Monday, March 5, 2012

Cousin Art Died 06/06/2011

My cousin Art died.  He was 70 years old and he did not take care of himself.  He smoked and drank, and led a somewhat self-destructive life.  I enjoyed being around him.  Being a smart-aleck himself, he provided me with the comments I needed to bounce off my contributions to the art of conversation. But more than that, I just enjoyed his company.  His “I don’t give a shit about you, me or life itself” attitude provided a contrast to the self-aggrandizing others around him.

A few weeks before he died, I went to see him in a nursing home.  The place stunk with a muted scent of human shit mixed with Lysol.  It was stark, undecorated, and tiled from floor to ceiling with that green institutional stuff.  Art did not have any aspirations of being anywhere else.  I think that is what I loved most about him.  If you are the type of person who thought that you were any more than a smelly animal with the added feature of selfishness, he would help you clearly learn your error.

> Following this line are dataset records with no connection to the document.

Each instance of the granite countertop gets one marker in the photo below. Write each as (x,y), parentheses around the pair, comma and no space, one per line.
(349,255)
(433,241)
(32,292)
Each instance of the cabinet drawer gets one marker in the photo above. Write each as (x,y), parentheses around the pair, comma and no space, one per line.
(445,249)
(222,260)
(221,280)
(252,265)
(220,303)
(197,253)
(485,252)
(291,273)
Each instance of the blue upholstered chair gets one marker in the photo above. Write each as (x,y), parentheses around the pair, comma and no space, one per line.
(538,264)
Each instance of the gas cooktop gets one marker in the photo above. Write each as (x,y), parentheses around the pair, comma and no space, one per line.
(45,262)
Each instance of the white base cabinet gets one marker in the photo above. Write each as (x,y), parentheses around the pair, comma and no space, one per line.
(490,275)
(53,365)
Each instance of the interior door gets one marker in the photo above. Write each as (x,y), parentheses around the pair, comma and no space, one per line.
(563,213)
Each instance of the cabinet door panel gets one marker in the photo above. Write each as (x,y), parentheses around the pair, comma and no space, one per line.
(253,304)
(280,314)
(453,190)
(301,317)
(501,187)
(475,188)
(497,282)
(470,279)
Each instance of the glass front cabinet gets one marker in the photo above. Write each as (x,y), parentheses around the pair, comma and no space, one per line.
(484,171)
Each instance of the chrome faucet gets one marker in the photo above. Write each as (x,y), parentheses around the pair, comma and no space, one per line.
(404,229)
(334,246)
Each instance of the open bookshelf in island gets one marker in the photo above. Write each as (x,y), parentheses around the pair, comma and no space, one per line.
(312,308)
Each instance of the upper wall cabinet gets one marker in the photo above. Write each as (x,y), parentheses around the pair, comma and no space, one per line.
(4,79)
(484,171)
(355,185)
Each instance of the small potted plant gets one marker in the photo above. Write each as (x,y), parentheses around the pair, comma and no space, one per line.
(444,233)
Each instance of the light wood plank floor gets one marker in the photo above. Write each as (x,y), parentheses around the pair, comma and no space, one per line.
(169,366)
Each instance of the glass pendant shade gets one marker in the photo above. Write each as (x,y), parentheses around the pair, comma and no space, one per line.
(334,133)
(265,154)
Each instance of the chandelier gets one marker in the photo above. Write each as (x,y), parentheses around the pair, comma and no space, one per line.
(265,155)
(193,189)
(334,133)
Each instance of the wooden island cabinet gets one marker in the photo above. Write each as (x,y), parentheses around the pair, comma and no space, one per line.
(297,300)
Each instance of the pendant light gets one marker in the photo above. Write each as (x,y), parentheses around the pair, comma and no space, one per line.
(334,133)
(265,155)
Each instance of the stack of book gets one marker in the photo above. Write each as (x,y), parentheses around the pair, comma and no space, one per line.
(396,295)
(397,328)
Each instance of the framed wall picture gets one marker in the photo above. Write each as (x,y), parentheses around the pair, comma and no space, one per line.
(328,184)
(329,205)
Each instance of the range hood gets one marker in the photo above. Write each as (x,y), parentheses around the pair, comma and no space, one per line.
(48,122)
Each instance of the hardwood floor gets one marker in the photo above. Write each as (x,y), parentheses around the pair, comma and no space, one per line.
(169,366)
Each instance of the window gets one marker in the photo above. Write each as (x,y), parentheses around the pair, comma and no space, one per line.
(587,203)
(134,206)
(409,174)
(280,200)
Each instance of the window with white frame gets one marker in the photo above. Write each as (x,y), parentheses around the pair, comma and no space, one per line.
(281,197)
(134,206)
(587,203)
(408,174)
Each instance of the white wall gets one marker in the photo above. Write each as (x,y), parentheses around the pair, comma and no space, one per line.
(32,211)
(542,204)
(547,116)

I talked with him and his two sisters a while. Trying to keep up with the sisters’ brags while Art farted, I tried to talk about the few current successes in my life.

Art said with a mixture of 80% sarcasm and 20% pride that my brother had given him a Jaguar hood ornament.  “Ford bought Jaguar, you know. I’m going to put that Jag hood ornament on my Focus.  Jags are just goddam Fords, now, you know.”  - An implication that life and everything in it were just cheap Fords with expensive hood ornaments.

When I was about to leave, I told him that I would pray for him.  He said, “Aw, don’t bother to do that.  Don’t do that. You’re wasting your time. That’s not going to do any good for me.”

What would lead a man to refuse another man’s prayers?  What kind of life could a man have had to feel that he was not worthy of God’s intervention, peace, or redemption?  Even if he did not believe that my prayers would do him any good, even if he did not believe in God, why would a dying man not want to be prayed for?  What’s there to lose?

Today they talk about how everybody’s problems stem from how other people treated them – abuse as a child, poverty, over-disciplined, under-disciplined, alcoholic parents, no parents, too many parents, diet, the air they breathe.  While the child is the father of the man, usually these influences can be overcome, if the desire is there.  It is truly up to the individual to craft his own life, be responsible for his own success and failures, but, depending on a person’s outside circumstances, it’s easier for some than others.

Art was born with a birth defect – he was blind in one eye. 

Art’s dad owned a carpet or a furniture store on a business strip a few miles from the downtown shopping area.  I don’t remember which it was, but he was quite successful.  My pre-baby-boom cousins were afforded educations in good universities with multiple degrees in something or another.  This was in the 1940’s 50’s and 60’s, before downtowns died, and franchises, shopping malls, and suburbs existed.  Single store shop owners in urban areas did very well. But we were farmers and it seemed everybody did very well, except us.

Art had two intelligent older sisters.  During family events the achievements of these sisters were repeated often as parents who are living their lives through their kids do so often.  They were going to prestigious universities and getting advanced degrees, doing very well.  Whenever I talked to them, whatever they or their kids were doing they spoke as though these activities and events were special, and I should listen closely and be impressed.  I should be so fascinated and awed by the location and uniqueness of their homes, lives, kids, exploits, travels, vacations, jobs, and what they had for dinner that I really should consider my life a throw away.

On the other hand, all I remember being said about Art was his misfortunes.  He had trouble getting a driver’s license because of his sight, he quit high school, the Army didn’t want him, his girl friend left him, he got married and his wife left him, and he could not keep a job.  He would laugh at his latest catastrophe as though his whole life was but a joke.  He would put himself down as he talked about his family, his most recent accident, his job cleaning the school’s shithouses.

Sometimes the family’s youngest struggle all their lives to achieve the level of their older siblings, some give up and just accept an inferior status. While some spend their lives attempting to get approval from those ahead of them, Art became convinced that all the misfortunes that befell him were deserved.

According to The Bible, Art has gone to Hell.  I am sure he expected that, and he is not surprised at all.  I still pray for him and I thank God he did not live to see any more of his family tragedies.  I miss Art and I still pray for him, but I’m sure he would say, “Don’t bother.”

Just cheap old Fords with Jaguar hood ornaments.